Because Campylobacter outbreaks appear to overrepresent dairy as a source of sporadic Campylobacter illness, we do not advise using these attribution percentages without further adjustment or without considering additional information. Removing the dairy category entirely might be an appropriate adjustment, given that the resulting distribution of Campylobacter attribution estimates across other food categories is more consistent with the published literature (31). When the dairy category is excluded from this analysis, 29% of Campylobacter illnesses are attributed to poultry (23.5% to chicken and 5.5% to turkey), 18% to vegetable row crops, 17% to seeded vegetables, 17% to other seafood, 8% to pork, 6% to other produce, and 6% to other food categories.

Our estimates reflect data on outbreaks that occurred during 1998–2012 because those were the most recent data available at the outset of this effort. We do not include more recent outbreaks in this analysis because substantial preparation of the data was needed, and because the primary purpose of this report is to describe our methods and explain modeling decisions. IFSAC has published reports based on more recent outbreaks using the methodology described in this article (32).

To address some of the challenges with using outbreak data to estimate the food categories responsible for foodborne illnesses, we developed an approach that reduces the influence of large outbreaks, adjusts for important epidemiologic characteristics, and weights recent data more heavily than older data. We also incorporate an updated food categorization scheme better aligned to the needs of regulatory agencies and provide statistical uncertainty around the estimates. This approach can be used for routine updating of estimates by incorporating additional years of data.

The resulting estimates of attribution percentages for Salmonella, E. coli O157, L. monocytogenes, and Campylobacter can play an important role in science- and risk-based decision-making because they can be used alongside other data to inform regulatory decisions, to prioritize food safety efforts, and to evaluate the effectiveness of prevention measures. Further, federal agency consensus on a single set of outbreak-based attribution estimates improves the transparency of governmental efforts to inform and engage stakeholders, such as industry and consumers, about food safety strategies.

Appendix

Additional information about recency-weighted statistical modeling approach to attribute illnesses caused by 4 pathogens to food sources using outbreak data, United States.

20-3832-Techapp-s1.pdf^{(1MB, pdf)}

Acknowledgments

The authors are indebted to Christopher Alvares, Christopher Aston, Marc Boyer, Chris Braden, Beau Bruce, Eric Ebel, David Goldman, Chuanfa Guo, Kristin Holt, Shacara Johnson, Sherri McGarry, Kara Morgan, Debra Street, Robert Tauxe, Curtis Travis, Iris Valentin-Bon, Antonio Vieira, Katherine Vierk, Christopher Waldrop, Michael Williams, and others within Centers for Disease Control and Prevention (CDC), the Food and Drug Administration, and the US Department of Agriculture’s Food Safety and Inspection Service who provided input on this work.
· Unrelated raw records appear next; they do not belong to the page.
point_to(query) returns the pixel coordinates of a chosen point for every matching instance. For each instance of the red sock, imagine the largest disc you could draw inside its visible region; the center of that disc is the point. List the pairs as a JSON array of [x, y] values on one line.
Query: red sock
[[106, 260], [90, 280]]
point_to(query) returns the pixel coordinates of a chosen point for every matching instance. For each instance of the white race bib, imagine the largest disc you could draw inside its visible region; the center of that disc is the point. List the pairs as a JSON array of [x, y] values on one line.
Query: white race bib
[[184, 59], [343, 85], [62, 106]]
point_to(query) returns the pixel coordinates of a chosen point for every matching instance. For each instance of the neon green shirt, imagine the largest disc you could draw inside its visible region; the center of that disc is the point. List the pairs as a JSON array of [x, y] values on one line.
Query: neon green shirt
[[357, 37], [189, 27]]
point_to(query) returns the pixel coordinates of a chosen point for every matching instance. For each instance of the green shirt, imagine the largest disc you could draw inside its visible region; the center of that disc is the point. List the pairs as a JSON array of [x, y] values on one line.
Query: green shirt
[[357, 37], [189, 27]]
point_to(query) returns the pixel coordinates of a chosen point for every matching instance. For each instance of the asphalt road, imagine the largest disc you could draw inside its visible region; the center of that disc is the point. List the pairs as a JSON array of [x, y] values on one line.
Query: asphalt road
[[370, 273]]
We also thank the many other persons from outside these agencies who shared feedback. Special thanks also go to the CDC National Outbreak Reporting System Team for access and guidance in using outbreak data, and to the state, local, tribal, and territorial health departments who report these outbreaks to CDC.

Biography

Mr. Batz is a senior policy advisor in the Office of Analytics and Outreach, Center for Food Safety and Applied Nutrition, US Food and Drug Administration. His research focus is on improving public health decision-making by quantifying foodborne disease risks.

Footnotes

Suggested citation for this article: Batz MB, Richardson LC, Bazaco MC, Chen Parker C, Chirtel SJ, Cole D, et al. Recency-weighted statistical modeling approach to attribute illnesses caused by 4 pathogens to food sources using outbreak data, United States. Emerg Infect Dis. 2021 Jan [date cited]. https://doi.org/10.3201/eid2701.203832

Current affiliation: US Department of Agriculture, Fort Collins, Colorado, USA.

Current affiliation: US Department of Defense, Bethesda, Maryland, USA.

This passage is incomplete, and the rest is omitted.